Scenario Description
Several ESXi hosts fail on the primary site.
  • Affected nodes get restarted on the available host on the primary site.
  • If both control plane nodes are present on the failed host on the primary site, the control plane will be down until both control plane node recover on the available hosts on the primary site.
  • While nodes are restarting on available hosts, pods might get rescheduled and recreated on available nodes.
The entire primary site and all hosts on the site fail.
  • Node VMs move from the primary site to the secondary site.
  • Expect a downtime until node VMs restart on the secondary site.
Several hosts fail on the secondary site.
  • Node VMs and pods running on the node VMs restart on another host.
  • If a control plane node on the secondary site is affected, Kubernetes control plane remains unaffected. Kubernetes remains accessible through two master nodes on the primary site.
The entire secondary site and all hosts on the site fail.
  • The control plane node and worker nodes from the secondary site are migrated to the primary site.
  • Pods deployed on the worker nodes on the secondary site are affected. They restart along with the node VMs.
Intersite network failure occurs.
  • Kubernetes control plane is unaffected.
  • Kubernetes nodes move to the primary site.
  • Pods deployed on the worker nodes on the secondary site are affected. They restart along with the node VMs.

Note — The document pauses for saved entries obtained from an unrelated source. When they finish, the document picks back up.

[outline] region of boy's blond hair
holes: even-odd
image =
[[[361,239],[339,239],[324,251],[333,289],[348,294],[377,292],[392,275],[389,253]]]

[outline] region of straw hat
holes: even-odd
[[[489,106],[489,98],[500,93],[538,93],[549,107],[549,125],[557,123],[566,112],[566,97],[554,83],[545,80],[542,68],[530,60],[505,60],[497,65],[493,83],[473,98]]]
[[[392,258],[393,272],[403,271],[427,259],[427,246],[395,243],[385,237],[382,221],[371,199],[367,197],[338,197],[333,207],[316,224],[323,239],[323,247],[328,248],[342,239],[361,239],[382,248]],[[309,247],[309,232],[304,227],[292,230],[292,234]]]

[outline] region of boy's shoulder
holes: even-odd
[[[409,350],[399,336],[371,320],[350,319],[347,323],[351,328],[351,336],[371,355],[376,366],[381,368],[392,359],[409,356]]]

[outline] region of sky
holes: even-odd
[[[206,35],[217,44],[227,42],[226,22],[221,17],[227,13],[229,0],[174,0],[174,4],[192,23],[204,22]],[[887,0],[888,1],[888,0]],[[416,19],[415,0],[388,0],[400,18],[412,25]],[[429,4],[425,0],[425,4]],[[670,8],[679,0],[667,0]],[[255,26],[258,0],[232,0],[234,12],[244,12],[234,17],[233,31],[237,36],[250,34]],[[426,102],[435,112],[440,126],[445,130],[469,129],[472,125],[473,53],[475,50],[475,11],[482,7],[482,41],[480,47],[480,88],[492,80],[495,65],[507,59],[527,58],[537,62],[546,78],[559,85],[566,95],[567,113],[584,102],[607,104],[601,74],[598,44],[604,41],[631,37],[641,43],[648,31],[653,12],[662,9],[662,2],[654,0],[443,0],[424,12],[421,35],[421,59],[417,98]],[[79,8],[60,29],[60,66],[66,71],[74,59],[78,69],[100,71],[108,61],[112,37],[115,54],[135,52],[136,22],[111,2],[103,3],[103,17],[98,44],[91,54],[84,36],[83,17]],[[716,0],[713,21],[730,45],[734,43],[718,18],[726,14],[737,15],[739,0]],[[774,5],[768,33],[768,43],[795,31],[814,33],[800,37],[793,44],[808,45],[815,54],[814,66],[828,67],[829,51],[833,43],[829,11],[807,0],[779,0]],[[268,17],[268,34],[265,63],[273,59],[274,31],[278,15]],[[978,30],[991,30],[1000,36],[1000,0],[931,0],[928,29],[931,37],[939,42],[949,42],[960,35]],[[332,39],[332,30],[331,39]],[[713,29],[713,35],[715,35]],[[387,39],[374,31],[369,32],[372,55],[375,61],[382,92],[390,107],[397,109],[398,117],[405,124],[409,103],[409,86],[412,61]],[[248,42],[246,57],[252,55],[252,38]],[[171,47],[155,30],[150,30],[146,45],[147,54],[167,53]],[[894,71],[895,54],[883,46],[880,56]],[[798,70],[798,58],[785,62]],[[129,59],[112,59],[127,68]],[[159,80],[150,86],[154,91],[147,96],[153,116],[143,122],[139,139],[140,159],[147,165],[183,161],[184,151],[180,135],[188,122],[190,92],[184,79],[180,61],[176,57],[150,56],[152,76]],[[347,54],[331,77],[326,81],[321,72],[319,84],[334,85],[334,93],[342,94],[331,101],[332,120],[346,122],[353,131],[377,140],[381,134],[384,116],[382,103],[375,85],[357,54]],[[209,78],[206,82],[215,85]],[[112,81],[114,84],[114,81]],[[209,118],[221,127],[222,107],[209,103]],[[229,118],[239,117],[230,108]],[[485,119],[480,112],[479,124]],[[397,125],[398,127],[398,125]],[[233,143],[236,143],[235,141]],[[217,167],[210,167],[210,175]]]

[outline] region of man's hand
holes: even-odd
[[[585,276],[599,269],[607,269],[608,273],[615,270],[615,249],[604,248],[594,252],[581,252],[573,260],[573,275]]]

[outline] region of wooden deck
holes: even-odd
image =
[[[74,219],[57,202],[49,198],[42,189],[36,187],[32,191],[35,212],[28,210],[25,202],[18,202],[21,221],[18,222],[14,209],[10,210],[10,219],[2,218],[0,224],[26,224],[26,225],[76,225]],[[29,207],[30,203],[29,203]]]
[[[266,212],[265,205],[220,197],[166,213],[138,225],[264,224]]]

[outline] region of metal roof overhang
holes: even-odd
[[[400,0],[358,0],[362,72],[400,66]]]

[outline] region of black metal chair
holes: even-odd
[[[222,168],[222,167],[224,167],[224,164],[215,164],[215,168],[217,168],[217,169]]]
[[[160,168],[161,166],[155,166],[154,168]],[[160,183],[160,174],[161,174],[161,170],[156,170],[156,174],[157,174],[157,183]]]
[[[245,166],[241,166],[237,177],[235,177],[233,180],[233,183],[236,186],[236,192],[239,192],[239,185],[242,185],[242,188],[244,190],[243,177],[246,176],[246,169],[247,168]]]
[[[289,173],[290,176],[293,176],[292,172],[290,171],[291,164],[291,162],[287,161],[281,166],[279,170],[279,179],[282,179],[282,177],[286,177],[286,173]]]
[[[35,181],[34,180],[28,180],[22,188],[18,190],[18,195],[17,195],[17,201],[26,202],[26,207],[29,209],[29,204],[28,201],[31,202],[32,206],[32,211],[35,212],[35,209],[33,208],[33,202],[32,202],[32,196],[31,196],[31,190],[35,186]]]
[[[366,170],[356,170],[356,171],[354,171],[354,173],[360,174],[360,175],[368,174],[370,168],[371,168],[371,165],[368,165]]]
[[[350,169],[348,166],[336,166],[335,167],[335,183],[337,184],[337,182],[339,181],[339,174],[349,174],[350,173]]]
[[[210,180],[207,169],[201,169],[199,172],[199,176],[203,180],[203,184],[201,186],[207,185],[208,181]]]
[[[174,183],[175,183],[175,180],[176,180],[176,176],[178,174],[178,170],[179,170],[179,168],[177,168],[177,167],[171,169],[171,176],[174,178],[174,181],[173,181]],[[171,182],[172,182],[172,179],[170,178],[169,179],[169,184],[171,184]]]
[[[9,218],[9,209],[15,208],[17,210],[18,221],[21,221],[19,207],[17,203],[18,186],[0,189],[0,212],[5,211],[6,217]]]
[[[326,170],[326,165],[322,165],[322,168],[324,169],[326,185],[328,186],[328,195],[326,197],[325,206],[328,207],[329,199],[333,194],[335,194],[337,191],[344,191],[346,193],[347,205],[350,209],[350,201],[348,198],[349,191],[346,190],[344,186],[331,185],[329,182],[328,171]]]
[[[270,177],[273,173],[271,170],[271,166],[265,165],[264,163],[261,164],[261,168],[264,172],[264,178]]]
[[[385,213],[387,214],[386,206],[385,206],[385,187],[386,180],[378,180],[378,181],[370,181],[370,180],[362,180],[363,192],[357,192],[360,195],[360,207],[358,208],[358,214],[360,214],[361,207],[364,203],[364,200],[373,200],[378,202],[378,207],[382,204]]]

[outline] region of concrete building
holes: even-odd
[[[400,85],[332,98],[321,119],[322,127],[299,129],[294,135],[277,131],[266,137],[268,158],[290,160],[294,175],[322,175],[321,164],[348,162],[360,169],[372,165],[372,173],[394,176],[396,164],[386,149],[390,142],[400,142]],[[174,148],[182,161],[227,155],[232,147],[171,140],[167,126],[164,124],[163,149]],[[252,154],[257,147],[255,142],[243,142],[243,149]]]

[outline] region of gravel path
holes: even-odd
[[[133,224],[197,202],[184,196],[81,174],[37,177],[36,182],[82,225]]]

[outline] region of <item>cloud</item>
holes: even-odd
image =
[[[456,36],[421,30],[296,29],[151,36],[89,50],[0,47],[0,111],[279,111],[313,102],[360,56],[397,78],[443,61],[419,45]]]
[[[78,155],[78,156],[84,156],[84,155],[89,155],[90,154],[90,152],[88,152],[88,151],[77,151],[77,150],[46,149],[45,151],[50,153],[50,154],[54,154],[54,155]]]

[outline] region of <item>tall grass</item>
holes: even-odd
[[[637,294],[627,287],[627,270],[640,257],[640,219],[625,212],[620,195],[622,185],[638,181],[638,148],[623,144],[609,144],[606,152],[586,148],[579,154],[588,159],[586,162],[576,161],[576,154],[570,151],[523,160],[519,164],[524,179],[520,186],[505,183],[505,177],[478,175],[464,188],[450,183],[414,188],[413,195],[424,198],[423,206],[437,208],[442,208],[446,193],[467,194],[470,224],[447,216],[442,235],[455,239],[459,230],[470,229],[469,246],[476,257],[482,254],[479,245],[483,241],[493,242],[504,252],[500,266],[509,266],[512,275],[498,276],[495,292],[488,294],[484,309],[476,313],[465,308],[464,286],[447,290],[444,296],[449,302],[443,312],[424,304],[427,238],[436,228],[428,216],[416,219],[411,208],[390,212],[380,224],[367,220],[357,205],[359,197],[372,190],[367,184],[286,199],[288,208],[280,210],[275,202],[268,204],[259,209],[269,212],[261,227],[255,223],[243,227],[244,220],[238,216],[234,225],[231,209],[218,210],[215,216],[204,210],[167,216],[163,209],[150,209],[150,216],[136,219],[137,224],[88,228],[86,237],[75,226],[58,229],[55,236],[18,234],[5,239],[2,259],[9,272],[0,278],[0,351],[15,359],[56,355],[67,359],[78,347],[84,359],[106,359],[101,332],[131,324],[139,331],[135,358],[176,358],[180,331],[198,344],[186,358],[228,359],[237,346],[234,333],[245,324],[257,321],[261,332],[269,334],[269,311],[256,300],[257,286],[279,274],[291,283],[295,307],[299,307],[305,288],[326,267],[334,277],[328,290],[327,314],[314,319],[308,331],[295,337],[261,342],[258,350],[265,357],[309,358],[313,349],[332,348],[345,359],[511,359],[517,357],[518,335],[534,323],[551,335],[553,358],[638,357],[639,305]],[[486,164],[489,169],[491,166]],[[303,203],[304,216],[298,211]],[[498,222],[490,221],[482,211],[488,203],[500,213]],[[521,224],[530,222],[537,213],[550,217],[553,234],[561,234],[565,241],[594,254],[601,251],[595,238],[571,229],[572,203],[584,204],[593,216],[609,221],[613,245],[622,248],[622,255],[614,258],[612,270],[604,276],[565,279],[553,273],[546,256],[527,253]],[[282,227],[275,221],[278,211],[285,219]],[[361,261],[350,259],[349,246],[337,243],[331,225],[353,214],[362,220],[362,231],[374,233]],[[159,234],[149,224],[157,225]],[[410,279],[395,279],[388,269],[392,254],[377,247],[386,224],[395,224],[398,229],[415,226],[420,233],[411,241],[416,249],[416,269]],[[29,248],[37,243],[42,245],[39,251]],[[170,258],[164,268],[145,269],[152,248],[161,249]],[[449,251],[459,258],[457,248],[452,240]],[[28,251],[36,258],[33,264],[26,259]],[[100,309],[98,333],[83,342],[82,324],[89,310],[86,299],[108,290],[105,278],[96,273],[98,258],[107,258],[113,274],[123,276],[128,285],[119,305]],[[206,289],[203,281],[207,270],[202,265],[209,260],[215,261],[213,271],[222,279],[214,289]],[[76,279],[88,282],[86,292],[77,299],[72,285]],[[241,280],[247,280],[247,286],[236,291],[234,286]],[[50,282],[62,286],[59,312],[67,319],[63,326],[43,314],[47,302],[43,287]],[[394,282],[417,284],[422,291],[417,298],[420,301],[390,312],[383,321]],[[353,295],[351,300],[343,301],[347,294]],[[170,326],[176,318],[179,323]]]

Upgrade Kubernetes and Persistent Volumes on vSAN Stretched Clusters

If you already have Kubernetes deployments on a vSAN datastore, you can upgrade your deployments after enabling vSAN stretched clusters on the datastore.

Procedure

  1. Edit existing VM storage policy used for provisioning volumes and node VMs on the vSAN cluster to add stretched cluster parameters.
  2. Apply updated storage policy on all objects.
  3. Apply updated storage policy on the persistent volumes that have Out of date status.
    For information, see Monitor Container Volumes Across Kubernetes Clusters.